Along the way, another one of the joggers was talking about his three children. One of them, he mentioned, was afflicted with Down Syndrome. While we were running, it clearly sounded like what was a stress on the family was simultaneously an enrichment. The family possesses a life experience that might appear more difficult viewed from afar than lived from within. A wealth of nuances can be found in the lopsided, the tortured and the indisposed, even in that which we call ‘handicapped’ or ‘abnormal’. Bente Skjøttgaard is dealing in an analogous way with this lopsidedness, and with a great deal of painstaking scrupulousness, in her ceramic works. As we see in a Japanese garden, where the bonsai trees are constantly being adjusted and corrected – they are being cropped and trimmed and shaped and developed. Bonsai is a wise tree, they say in the Orient. Bente Skjøttgaard knows the tradition. She unites many spaces in her works: The tradition of form and glaze from the Jugendstil period in the Nordic region and Europe around 1900 with Japanese characteristics. Nothing seems to be foreign to the artist.

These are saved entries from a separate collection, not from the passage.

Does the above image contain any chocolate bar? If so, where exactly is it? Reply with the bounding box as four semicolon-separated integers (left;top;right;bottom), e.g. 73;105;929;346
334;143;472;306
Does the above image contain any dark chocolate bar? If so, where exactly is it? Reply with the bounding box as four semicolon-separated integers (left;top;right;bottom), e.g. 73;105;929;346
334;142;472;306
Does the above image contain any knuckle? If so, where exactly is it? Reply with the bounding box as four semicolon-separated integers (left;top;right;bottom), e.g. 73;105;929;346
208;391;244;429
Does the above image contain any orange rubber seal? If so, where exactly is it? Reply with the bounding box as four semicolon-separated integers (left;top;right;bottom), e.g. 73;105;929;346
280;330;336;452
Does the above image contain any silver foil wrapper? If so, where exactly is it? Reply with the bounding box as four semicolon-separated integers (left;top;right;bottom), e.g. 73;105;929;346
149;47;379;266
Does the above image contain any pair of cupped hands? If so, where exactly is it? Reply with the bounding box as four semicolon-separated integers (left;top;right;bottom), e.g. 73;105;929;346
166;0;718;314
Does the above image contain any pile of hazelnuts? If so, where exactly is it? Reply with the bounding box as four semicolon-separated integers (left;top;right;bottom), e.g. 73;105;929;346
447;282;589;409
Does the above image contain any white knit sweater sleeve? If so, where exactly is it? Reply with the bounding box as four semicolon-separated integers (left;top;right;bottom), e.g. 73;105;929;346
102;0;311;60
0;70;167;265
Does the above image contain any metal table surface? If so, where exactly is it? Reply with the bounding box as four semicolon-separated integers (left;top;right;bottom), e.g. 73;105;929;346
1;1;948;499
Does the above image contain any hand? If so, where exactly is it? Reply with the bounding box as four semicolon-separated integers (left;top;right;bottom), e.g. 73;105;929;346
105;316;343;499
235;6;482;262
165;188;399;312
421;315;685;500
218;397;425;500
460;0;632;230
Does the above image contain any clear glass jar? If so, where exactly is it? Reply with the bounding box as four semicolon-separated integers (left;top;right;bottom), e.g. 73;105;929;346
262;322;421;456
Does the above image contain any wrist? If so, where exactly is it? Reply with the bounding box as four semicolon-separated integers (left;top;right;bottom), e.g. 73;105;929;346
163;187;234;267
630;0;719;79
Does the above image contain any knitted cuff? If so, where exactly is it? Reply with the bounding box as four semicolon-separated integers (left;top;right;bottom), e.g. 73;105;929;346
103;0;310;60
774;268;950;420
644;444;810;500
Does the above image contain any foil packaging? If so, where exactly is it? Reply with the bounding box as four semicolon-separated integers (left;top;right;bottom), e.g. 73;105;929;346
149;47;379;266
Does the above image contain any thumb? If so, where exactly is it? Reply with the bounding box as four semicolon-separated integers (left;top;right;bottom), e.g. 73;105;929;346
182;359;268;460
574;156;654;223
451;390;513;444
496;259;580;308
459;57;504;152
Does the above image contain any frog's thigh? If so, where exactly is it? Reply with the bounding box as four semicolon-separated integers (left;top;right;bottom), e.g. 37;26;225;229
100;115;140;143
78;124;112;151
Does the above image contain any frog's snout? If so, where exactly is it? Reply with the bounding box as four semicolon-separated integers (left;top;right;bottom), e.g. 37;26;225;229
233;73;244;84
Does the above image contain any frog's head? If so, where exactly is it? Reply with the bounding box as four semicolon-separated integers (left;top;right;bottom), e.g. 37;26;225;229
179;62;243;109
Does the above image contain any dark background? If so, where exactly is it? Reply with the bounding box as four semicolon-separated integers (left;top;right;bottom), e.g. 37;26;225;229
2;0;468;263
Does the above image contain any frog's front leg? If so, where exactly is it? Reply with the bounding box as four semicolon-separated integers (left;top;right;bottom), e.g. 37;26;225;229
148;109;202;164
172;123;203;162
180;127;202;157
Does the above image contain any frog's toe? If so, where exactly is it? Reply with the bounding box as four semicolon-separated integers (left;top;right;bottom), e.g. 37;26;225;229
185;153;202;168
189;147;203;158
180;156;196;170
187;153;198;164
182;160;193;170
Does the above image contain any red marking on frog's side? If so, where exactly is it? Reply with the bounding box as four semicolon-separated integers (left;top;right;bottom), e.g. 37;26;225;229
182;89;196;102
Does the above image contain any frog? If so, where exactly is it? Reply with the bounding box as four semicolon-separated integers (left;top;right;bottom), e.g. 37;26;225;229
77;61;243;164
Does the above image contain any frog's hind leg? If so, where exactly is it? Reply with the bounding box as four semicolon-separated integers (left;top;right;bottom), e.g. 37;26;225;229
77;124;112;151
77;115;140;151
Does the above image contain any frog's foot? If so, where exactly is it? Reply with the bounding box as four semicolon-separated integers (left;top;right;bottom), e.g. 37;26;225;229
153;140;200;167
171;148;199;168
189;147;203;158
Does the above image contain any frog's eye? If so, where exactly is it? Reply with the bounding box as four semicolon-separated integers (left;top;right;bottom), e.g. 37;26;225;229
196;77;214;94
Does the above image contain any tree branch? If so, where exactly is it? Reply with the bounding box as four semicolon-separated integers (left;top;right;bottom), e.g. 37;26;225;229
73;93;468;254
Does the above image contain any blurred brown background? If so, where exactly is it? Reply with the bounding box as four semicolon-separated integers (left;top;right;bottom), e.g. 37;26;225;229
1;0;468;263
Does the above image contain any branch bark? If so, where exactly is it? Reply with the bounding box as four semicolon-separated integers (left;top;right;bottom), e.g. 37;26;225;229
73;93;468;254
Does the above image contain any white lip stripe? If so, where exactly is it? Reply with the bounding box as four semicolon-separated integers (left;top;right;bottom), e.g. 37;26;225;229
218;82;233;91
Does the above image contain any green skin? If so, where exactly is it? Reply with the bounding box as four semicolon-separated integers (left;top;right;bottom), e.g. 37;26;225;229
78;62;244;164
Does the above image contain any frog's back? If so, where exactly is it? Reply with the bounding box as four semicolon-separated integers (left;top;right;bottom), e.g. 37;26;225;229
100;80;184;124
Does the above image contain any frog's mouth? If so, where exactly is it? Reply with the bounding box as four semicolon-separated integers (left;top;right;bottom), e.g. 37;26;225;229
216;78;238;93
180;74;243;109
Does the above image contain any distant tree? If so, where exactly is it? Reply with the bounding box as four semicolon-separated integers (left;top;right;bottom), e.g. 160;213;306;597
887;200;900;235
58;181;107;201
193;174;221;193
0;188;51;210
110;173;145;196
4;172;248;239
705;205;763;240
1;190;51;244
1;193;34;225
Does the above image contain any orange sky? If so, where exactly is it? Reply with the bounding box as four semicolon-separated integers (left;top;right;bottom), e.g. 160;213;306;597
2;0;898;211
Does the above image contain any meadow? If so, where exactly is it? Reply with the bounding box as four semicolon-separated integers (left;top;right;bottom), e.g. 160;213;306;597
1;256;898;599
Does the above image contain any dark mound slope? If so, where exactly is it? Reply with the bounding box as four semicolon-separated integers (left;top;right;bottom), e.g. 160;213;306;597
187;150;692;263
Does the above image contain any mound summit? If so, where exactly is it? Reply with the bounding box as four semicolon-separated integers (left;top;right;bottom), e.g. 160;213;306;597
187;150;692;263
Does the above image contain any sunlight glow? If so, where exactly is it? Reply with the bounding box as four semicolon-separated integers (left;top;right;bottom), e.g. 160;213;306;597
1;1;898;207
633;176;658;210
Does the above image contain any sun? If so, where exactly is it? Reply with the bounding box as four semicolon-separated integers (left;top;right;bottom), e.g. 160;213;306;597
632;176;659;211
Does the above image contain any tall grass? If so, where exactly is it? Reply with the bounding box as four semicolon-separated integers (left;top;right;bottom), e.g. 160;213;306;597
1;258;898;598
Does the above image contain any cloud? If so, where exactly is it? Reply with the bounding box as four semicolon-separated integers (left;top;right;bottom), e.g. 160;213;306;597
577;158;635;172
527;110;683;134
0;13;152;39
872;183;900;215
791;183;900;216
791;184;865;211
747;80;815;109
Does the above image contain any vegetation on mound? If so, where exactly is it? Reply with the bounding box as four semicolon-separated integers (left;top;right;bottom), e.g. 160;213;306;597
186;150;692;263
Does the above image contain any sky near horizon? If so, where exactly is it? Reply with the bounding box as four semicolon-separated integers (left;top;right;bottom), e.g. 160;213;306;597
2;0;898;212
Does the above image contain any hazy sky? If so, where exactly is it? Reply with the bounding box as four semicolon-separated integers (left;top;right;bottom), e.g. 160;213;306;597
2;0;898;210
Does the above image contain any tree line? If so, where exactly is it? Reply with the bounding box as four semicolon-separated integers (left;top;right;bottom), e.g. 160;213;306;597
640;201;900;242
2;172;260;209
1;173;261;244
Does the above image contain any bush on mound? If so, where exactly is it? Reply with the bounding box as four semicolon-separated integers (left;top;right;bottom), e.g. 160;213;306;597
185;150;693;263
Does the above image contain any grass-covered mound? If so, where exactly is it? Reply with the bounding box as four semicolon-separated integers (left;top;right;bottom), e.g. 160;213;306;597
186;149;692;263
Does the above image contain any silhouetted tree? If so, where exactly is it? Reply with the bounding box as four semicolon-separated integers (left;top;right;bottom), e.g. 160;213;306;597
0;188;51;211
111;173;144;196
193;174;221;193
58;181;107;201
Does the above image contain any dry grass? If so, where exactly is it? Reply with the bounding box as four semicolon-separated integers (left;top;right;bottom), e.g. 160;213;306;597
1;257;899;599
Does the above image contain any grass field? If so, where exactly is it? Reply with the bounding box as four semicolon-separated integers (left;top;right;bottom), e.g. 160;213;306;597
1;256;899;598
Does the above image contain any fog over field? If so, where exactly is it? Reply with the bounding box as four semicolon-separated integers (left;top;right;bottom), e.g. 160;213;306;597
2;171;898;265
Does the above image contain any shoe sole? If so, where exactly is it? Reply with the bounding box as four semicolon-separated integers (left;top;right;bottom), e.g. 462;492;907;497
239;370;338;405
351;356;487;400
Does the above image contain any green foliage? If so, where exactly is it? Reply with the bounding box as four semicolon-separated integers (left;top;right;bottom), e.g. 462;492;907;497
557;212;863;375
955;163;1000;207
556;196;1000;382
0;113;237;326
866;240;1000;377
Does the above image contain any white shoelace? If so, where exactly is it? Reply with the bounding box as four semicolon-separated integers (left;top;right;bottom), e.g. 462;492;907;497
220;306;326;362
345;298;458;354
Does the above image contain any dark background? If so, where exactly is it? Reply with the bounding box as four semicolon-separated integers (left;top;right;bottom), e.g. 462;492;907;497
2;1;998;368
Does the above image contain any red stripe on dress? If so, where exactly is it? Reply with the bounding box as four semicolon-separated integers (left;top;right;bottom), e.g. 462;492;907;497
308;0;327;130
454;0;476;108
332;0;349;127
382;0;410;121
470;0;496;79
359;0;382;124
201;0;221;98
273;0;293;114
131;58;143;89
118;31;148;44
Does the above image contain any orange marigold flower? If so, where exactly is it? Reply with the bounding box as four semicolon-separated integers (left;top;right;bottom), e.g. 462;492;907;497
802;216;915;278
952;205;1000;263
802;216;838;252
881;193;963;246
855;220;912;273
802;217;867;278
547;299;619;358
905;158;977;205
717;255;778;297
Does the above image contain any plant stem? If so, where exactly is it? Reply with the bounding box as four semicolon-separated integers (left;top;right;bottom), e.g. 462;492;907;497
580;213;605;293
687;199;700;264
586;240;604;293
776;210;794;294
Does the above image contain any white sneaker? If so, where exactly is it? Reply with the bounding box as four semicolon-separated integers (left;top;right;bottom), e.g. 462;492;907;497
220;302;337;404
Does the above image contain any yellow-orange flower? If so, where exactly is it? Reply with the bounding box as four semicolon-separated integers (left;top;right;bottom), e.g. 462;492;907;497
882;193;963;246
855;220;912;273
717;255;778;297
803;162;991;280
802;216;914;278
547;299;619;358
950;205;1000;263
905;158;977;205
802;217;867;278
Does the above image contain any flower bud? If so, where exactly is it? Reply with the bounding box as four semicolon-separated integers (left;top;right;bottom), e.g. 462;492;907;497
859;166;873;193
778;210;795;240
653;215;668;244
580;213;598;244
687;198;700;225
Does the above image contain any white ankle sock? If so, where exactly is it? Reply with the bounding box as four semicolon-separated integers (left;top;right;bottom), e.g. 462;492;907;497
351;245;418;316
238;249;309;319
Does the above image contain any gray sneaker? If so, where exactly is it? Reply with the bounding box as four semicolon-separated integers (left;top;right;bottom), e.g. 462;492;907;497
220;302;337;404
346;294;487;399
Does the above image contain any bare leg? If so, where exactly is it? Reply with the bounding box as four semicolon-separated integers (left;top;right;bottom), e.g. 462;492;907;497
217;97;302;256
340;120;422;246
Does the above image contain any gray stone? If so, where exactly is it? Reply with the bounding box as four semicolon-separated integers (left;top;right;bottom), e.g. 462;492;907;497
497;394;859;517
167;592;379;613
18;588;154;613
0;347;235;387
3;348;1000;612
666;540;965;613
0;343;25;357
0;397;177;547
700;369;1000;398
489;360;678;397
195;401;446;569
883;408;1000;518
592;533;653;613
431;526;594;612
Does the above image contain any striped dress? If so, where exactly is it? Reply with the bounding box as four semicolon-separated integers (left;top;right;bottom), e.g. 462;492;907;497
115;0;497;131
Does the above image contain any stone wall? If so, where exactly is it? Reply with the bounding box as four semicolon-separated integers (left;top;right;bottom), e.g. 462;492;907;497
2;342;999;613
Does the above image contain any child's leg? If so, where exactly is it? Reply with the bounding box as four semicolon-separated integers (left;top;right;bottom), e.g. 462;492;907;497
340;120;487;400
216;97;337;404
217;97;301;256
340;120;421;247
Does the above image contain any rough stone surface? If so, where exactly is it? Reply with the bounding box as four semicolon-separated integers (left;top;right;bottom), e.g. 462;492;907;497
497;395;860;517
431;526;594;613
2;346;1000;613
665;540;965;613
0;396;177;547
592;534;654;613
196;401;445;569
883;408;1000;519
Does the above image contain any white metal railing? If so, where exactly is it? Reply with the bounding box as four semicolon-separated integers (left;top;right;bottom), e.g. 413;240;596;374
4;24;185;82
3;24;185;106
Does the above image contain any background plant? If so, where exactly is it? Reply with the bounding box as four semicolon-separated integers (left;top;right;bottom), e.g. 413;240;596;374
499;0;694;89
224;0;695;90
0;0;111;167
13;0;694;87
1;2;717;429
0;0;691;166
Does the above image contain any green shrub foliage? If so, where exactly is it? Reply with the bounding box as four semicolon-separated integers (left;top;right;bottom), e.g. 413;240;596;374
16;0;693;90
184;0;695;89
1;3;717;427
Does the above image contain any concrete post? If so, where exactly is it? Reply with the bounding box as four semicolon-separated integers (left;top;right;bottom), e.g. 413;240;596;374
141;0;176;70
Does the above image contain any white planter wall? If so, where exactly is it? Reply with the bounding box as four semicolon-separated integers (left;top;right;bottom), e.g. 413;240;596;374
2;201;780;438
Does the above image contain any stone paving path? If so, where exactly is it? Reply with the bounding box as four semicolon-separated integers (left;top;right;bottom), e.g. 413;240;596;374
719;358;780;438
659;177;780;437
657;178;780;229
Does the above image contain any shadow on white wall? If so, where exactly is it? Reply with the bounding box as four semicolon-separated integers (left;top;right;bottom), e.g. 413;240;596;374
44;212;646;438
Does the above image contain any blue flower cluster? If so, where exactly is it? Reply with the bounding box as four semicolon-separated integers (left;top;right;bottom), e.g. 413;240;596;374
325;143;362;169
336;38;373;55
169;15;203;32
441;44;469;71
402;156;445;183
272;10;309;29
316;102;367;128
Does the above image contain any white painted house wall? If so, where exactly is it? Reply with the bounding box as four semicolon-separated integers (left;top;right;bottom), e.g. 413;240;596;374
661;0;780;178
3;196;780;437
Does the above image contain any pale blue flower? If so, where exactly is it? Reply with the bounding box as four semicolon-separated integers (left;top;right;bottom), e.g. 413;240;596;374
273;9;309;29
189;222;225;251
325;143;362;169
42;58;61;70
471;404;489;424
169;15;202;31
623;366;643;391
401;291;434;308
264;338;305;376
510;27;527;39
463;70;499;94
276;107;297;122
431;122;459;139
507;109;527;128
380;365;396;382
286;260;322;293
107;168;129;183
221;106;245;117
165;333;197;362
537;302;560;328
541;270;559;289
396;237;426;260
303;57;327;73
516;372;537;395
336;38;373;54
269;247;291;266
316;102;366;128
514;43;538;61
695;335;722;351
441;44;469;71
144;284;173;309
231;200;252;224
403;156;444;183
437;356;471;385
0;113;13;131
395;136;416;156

The ceramics are elemental and chaste, but Bente Skjøttgaard is not afraid of going to extremes. The artist moves wherever the clay happens to be pointing the way. Her ceramics look like stones and tree stubs that have fallen here and there on the mountainside, while we continue to move through the landscape; there are brooks that are babbling and snows that are melting. White glazes in all variations. There is proximity to moss and lichen, a feeling for snow, soft forms and erosion that upturns the mud and uncovers exquisite mineral deposits: kaolin, quartz and feldspar. Geological phenomena. Ceramics is geology – on the sophisticated and refined level. Basis and element converge with human beings’ ideas and present-day experience. Bente Skjøttgaard is working as a researcher; she writes down everything that she carries out in meticulous detail and she works with an admixture of glazes, but when she tests out the substance in the kiln and holds her creative productions up to the light of a final assessment, the systematics often break down. Here, it is only the aesthetic power and the expressive richness that count.

Bente Skjøttgaard rejects and throws aside works that are not “usable”, as she puts it.

It’s not the lopsidedness or the miscarried that determines whether something is usable or not – neither is this the case when we are speaking about a person. Bente Skjøttgaard’s ceramic work has soul – it is ... genuine.